Verse 4

Scripture referenced in this chapter 2

VER. 4.

They have spoken words.

They are convinced of their sin, that they have not feared God, they cry out of their misery, what shall a King do to them? But mark what follows? This follows upon it, they were not gained to God ever a whit the more, but they have spoken words, swearing falsly, in making a Covenant.

When they are taken off from their hopes one way, see how they set upon another. Luther upon those words, says: it's an Hebraism; they have anxiously consulted. It's the way of the Hebrews so to express an anxious consultation, and for that he quotes that place in (Isaiah 8:10): Take counsel together, and it shall come to naught &c. So then the meaning would be this:

They have spoken words:] That is, they get together and contrive one with another what they shall do in such a case as this, how they may any way help themselves. As we reade sometimes of the people of God in (Malachi 3:16), those that feared God met one with another and spake together; so these wicked wretches that were thus disappointed of their hopes, they met together, and spake one to another, some such kind of word as these:

Our case is very sad, Oh! who would have thought such things should have befallen us? We are as much crossed of our hopes as ever any men were, we made account we should have over run them, and they would have been but as bread to us, we should have made a prey upon them, and all their estates would have been ours long before this time; Oh but now, those Prophets that told us that God was against us, those Ministers that encouraged people in the name of God, and those people that were different from us, now we see that their words are fulfilled, and what they thought would come, is now come upon us, now it's come to pass what such precise ones among us whose consciences would not submit to our ways & the way of our King said, surely they cannot but look upon us as a most wretched miserable forsaken people, now we are like to lose our houses, estates, honors, and all those delightful things that we hoped to have had, we shall lose all those things that we hoped might have made our lives to have been brave, and prosperous, and merry, and jocund, Oh! what shall we do in such a distressed state as this? We had almost as good die as to endure such a miserable life as we are like to live, to be at the mercy of such men whom we know scorn us and hate us, is there no way to help our selves? Cannot we get some or other to join with us? Cannot we call in no help from any strangers, no matter what we yield to them in. Thus they toss up and down, and wrig up and down, not knowing what in the world to do in their conference.

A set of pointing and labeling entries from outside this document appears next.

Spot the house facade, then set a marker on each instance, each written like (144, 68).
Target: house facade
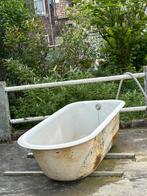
(53, 14)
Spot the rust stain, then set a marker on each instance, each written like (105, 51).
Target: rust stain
(114, 138)
(97, 161)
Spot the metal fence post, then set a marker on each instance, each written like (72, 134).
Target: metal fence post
(5, 128)
(145, 83)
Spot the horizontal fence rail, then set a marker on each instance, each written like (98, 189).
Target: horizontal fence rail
(72, 82)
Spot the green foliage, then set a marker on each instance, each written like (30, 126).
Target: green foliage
(76, 51)
(121, 24)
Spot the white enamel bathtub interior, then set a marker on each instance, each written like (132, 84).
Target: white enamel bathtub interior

Or thus; may we not yet possibly make up some peace though we be in this distressed condition? Whatever propositions they shall profer to us, we will rather than fail yield to them all, we may perhaps get some advantage hereafter or be in some means in a better case to revenge our selves than now we are, if they will have us take the COVENANT, & nothing else will satisfie them, we will do it; and when we have taken it, perhaps they may put some of us in places of trust, and so we may privately work about our own ends that way, and drive on our own designs that way better than in any hostile way, and if together with their Covenant they will have Oaths, we will take them too, and if we cannot agree to their Oaths or Covenant hereafter we will say, we were forced to it, and therefore they do not bind us. Some such kind of communication it's like they had. And could you hear the communication of our adversaries when they get together in those straights that God has brought them into, it's like you would hear some such kind of stuff as this is, they spake these words one to another.